Everyone Talks the Same.
There are a group of high school athletes that get a fair amount of word count. Here is one quote form a pre-teen boy:
“It’d be like a pleasant fatigue if I could just go up after dinner and honker on down with the mind in neutral and watch something uncomplex.”
They talk like 30-year-old white men. In other words, they all talk like David Foster Wallace. And this isn’t unique to just the adolescent boys — it’s the drug addicts, medical staff, rehab specialists, college administration, undercover agents. Anyone and everyone talks with the same cantor and deluge of vocabulary.
There is one character where he tries ebonics, but it is done so badly that it feels in poor taste. Literally cringe worthy.
Endnotes & Footnotes.
Why do elite purveyors of literary goods always fall in love with the most baseless gimmicks as long as it’s wrapped intellectual snobbery? These people wouldn’t be caught dead with a a kitsch western no matter how good it was, but put in bunch of endnotes with expansive vocabulary and damn if you don’t have an army of academicians kowtowing for your attention.
Not only is the book bloated with some scenes that run pages without a paragraph indent (many people who read this book admit to skipping pages and not missing out on anything), you then have to stop and go to the back of the book for each of the 388 end notes. These end notes occasionally come with their own footnotes. Sometimes, they are possible important story pieces. Other times, it’s information you could have lived without.
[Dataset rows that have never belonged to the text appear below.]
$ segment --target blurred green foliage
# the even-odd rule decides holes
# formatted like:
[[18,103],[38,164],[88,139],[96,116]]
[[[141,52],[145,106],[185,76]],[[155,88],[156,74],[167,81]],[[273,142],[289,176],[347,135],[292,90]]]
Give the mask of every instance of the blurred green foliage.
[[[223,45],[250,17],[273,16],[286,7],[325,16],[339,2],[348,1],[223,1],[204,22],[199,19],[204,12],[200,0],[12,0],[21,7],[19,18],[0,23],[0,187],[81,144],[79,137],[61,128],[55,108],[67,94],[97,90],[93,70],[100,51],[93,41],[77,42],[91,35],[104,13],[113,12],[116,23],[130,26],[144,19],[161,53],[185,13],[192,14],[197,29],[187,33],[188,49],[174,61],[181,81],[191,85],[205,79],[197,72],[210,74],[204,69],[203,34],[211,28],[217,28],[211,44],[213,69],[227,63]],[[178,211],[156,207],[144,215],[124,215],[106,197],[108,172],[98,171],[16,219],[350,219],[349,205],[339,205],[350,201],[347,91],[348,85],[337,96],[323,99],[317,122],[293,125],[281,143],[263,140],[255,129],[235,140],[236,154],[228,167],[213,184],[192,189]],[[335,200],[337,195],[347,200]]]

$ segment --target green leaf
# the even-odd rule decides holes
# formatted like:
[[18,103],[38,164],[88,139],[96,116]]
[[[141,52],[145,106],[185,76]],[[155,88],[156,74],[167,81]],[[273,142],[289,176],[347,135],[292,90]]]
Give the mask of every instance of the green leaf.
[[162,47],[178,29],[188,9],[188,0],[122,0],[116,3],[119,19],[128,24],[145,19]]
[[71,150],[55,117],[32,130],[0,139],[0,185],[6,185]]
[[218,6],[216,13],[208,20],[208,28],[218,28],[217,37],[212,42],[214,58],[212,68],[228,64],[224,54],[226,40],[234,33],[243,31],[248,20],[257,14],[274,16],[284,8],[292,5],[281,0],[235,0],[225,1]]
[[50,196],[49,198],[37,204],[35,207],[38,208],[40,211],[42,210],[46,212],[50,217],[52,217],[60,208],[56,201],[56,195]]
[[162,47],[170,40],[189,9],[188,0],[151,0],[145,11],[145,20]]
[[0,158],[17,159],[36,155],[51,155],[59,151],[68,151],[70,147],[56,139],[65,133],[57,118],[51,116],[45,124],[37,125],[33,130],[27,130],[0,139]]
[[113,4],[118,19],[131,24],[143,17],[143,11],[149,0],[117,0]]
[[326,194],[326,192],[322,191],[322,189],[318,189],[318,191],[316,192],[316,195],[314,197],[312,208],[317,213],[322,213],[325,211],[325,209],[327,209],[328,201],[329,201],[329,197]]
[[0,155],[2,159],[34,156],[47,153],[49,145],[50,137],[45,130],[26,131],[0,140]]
Adding this start and stop aspect to a book that already starts and stops makes reading it like slamming on a gas pedal when a car is stuck in neutral. You are doing everything possible to get going, but the car never goes anywhere.
The word post-modern gets thrown around quite often, and everyone has their own definition of what it is (which is kind of post-modern in itself). While I like the idea of challenging what we think is reality and the relationships we take on with art (for instance, the role of author, reader, and what it means to be a fiction novel), I think it is easy to write a bunch of opaque crap under the moniker of post-modern as the ultimate aegis.
It puts the onus on the reader. If you didn’t get the book, then you were unable to break the chains of your preconceptions to weather the storm of this heightened intellectual endeavor. This genre has the perfect epistemological get out of jail free card. Anything you try and criticize you have to make concrete, and since the logical underpinning is everything is subjective and nothing can be concrete, it’s like punching water: the amorphous story can take blow after blow and never be harmed.
The story, a convoluted mess that doesn’t get started for 400 pages because of self-indulgent discursion to show off high-level vocab using the same voice for every character, isn’t his fault, it’s yours!
You can’t have it both ways: if people are so happy to share how hard it was to finish and need to be congratulated on it, you then can’t turn around and say how good it was.
Other People’s Takes:
- D.A. Howe: “On July 8th I finished reading Infinite Jest by David Foster Wallace. Now that my will is broken and I can’t face the written word any more, let me share some survival tips with you so that your attempt is less arduous.”
- Married Book Nerds: “First, we found someone who actually read Infinite Jest (other than BJ and I). And second, someone, a real-life person, who actually liked it. It’s like I found big foot, the loch ness monster and a unicorn all in the same place.”
- ALNBRANDS: “It is an exuberant, uniquely American exploration of the passions that make us human — and one of those rare books that renew the idea of what a novel can do.”